Youth initiative

01 May 2008

The recruitment of qualified young people is vital for the construction industry if it is to remain competitive and innovative. However, European construction companies often experience difficulties in recruiting competent and qualified young people, even though there is sometimes high unemployment in this age group. This curious combination of unfilled job vacancies and unemployment points to the need for specific education, vocational training and campaigning to attract and retain young people in the sector.

This issue is one of the factors that led to the development and adoption of the European Youth Pact initiative at the recent Tripartite Social Summit and the European Spring Council, which took place from 22 to 23 March in Brussels. Its aim is to improve the education, training, mobility, vocational integration and social inclusion of young Europeans and to ensure the overall consistency of initiatives in these areas.

FIEC and the European Federation of Building and Wood Workers (EFBWW), the European-level construction social partners, support the European Youth Pact. During their Social Dialogue Working Group on Vocational Training held on 7 March, FIEC and EFBWW adopted a joint statement aimed at formalising their support. With this statement, they also committed themselves to implement a series of initiatives through their member federations.

THE STATEMENT READS:

EFBWW and FIEC, being recognised by the European Commission as the social partners respectively representing the workers and the employers in the European Sectoral Social Dialogue in the Construction Industry, agree as follows:

THAT WHEREAS

• in order to be able to effectively carry out construction works and to remain a competitive and innovative industry, the recruitment of qualified young people is vital for the continued prosperity of the sector; and • that promoting a more attractive image of the sector is fundamental to attracting young people who should be encouraged to choose education and training schemes which properly prepare them for a career in construction; and • that young people, on completion of their training, must by all means be encouraged to remain in the sector once having entered it.

HEREBY CONFIRM their long term involvement in favour of young people, as has already been demonstrated by the two joint initiatives recently undertaken by the Social Partners, namely: • the promotion of tutorship schemes through the industry with the aim of improving the mentoring and retention of young workers in the sector; and • the organisation of an exchange of best practices during the construction social dialogue committee meeting held on 7 March as concerns activities in favour of young people developed at national level by certain member federations.
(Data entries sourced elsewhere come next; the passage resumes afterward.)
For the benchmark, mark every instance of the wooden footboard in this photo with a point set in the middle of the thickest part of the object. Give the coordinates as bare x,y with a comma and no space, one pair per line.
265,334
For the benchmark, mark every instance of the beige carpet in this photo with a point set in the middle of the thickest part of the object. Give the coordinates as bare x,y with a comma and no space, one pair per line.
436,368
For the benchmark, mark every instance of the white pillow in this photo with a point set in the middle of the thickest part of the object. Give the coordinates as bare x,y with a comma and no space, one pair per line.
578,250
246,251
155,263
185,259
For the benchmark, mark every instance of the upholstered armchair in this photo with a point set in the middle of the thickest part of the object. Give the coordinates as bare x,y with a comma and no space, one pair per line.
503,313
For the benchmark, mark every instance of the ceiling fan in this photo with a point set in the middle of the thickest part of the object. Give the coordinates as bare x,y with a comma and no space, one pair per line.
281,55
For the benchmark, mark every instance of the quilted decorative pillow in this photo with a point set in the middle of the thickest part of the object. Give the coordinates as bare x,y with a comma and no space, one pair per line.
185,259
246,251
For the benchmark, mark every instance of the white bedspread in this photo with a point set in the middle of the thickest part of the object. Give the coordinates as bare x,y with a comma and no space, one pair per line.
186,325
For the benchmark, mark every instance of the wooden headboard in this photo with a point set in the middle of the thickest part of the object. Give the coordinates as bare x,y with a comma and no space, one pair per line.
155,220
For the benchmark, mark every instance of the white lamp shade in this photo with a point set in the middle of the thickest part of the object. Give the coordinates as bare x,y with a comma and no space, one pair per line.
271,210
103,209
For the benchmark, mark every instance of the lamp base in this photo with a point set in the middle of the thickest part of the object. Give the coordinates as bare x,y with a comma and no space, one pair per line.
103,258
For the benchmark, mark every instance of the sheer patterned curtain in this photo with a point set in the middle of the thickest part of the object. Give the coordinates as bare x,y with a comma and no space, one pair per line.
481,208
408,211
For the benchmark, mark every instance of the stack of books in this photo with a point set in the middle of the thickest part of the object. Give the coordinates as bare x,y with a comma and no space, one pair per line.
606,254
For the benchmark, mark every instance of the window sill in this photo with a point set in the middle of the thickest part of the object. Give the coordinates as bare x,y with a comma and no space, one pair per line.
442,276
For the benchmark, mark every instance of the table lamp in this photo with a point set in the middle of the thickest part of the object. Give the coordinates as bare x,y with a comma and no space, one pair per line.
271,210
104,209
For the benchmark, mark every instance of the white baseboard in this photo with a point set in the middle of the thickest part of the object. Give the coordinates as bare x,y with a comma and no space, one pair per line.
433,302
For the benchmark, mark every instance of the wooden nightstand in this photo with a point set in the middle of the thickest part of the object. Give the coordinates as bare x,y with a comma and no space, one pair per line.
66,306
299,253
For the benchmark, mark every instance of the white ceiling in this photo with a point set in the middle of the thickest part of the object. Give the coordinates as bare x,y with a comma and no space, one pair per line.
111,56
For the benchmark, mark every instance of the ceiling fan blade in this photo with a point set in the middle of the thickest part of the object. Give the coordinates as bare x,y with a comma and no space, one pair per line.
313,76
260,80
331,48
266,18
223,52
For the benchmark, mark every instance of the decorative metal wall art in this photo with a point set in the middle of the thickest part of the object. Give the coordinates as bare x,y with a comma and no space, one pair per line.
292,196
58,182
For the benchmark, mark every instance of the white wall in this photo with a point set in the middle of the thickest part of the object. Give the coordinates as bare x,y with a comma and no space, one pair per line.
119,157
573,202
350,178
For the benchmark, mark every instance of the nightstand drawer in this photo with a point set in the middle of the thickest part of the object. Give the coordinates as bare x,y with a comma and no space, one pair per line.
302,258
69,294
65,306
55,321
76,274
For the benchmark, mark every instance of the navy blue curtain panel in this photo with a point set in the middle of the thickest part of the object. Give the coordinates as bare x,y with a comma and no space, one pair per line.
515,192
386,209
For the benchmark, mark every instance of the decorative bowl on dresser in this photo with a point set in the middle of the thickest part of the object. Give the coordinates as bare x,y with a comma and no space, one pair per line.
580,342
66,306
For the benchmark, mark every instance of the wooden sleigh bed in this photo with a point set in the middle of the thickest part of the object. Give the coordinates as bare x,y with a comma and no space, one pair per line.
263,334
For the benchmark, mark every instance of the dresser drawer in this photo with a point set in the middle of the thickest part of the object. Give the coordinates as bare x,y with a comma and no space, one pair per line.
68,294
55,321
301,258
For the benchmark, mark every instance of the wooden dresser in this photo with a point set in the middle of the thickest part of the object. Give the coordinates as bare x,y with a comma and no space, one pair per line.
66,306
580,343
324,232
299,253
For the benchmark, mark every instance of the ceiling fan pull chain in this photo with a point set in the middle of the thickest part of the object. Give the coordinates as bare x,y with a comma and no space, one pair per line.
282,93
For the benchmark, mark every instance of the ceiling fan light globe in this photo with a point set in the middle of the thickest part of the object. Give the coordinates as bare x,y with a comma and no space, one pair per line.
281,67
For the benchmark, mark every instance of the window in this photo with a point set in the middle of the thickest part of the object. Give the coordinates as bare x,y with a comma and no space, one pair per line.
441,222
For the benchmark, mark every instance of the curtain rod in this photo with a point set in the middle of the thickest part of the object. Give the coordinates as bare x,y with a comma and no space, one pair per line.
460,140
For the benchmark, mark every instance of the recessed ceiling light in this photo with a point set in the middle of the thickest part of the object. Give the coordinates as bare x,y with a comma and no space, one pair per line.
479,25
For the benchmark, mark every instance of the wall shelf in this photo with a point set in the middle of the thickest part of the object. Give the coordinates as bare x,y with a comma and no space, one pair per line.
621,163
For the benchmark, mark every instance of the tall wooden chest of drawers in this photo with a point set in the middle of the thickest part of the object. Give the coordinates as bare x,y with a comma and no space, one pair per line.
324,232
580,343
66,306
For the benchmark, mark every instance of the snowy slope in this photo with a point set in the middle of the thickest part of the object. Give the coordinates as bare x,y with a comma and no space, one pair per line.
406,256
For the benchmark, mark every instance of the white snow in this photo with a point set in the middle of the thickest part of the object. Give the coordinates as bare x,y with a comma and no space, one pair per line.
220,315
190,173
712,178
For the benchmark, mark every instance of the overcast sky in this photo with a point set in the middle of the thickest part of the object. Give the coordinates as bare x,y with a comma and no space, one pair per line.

HEREBY AGREE to implement the following initiatives through their member federations: • the provision of adequate information to young people about the construction sector in such manner as to raise the image of the sector and thereby attract them; • the promotion of education and training programmes to ensure an adequate level of qualifications among young workers; • to encourage and to motivate young workers and ensure their employability inside the sector through continuous training; • the provision of supporting measures for young people to assist them in obtaining employment in the construction sector; • the continuation of awareness raising initiatives among employers towards lifelong learning, career development and the job security of young people”.

It is not the first time that FIEC and EFBWW have launched an initiative aimed at attracting young people into the industry. Following the identification of difficulties in the recruitment and long-term integration of young people in the sector, and in view of responding to the sector's image problems, FIEC and EFBWW took the decision in 2002 to promote the development of tutorship in building and public works companies. They developed a brochure with the aim of providing the construction sector's social partners and businesses with information and tools to help them develop and promote tutorship schemes.